Archery has launched me into the best life I have ever dreamed of. I remember as a little kid shooting at that first PSAA Indoor Nationals competition. I remember looking around at all of the people in the venue, thinking "This is the biggest competition ever!"---which of course I would learn later on that it was no where near the largest--- and I looked up to the top guys on our team thinking, "if only I could be just like them." I had no idea at that moment how far I would actually go in archery. Then years later, after all of my running around and shooting across the nation, that I went back to PSAA Indoor Nationals and shot for my first archery club. I began shooting and no, it wasn't my best scores that I was putting up, but I turned around one end and saw all of the little kids watching me. Then I had realized there and then that I had accomplished my very first goal. Suddenly I was the archer that all of the kids looked up to. I was the one that they thought, "I want to be like her!"
This was all because of one decision. One competition.
What my point is, is that at any point this year you could make a life altering decision. Not to scare you, this shouldn't be anything that scares you. For instance, this....
This is the first group of targets that I have shot in 2020. A perfect score on this target is a 300. Now the target on the left is a 294. Now you would think, "oh that's a good score!" and for shooting bowhunter, that's actually a great score, but I have always wanted to shoot a perfect score with my bowhunter set up. Now in shooting this left target, I felt that I could shoot better, though my highest score has been a 295. I always knew that I could reach a 300, but in archery every point matters and sometimes, especially in the 295-300 score region, it takes every ounce of practice to make that five point difference. I decided to shoot another round. I felt that I could do better and I thought to myself, if I shoot another 294 or 295, then I am just shooting my average and that's great, but if I shoot better, then that would make my confidence even better! Well, then the second target happened... a 299! Now of course, that isn't a 300 like I wanted. It was all in the last arrow. The last arrow I dropped my only point, because I had realized I was one arrow away from accomplishing my goal.
Now sure, I didn't accomplish my goal yet, but I thought that I had gone into a rut only shooting 294s and 295s with the occasional 293. If I hadn't decided to shoot that second round, I would have never shot the 299. Then I would have never realized how close I actually was to achieving my goal.
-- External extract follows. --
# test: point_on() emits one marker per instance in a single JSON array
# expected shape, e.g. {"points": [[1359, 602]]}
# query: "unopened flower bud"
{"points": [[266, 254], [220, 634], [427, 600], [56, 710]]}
I would have still thought that I was stuck in my rut.
That was the second day of the new year and the new decade. What else will 2020 bring?
So make good decisions. Think about what you are doing, but make sure you can be relaxed about what you are doing. In the archery world, that's the true difference between the 295 and the 299 and then really that one arrow that separates the 299 from the 300. So be relaxed, be calm, and I can't wait to see what 2020 has in store and where the new decade will take us!
I just wanted to end on this little silly note. We have a chicken and she is almost a year old now and I thought to myself, "wow she hasn't even lived a year yet and she has already experienced two different decades!"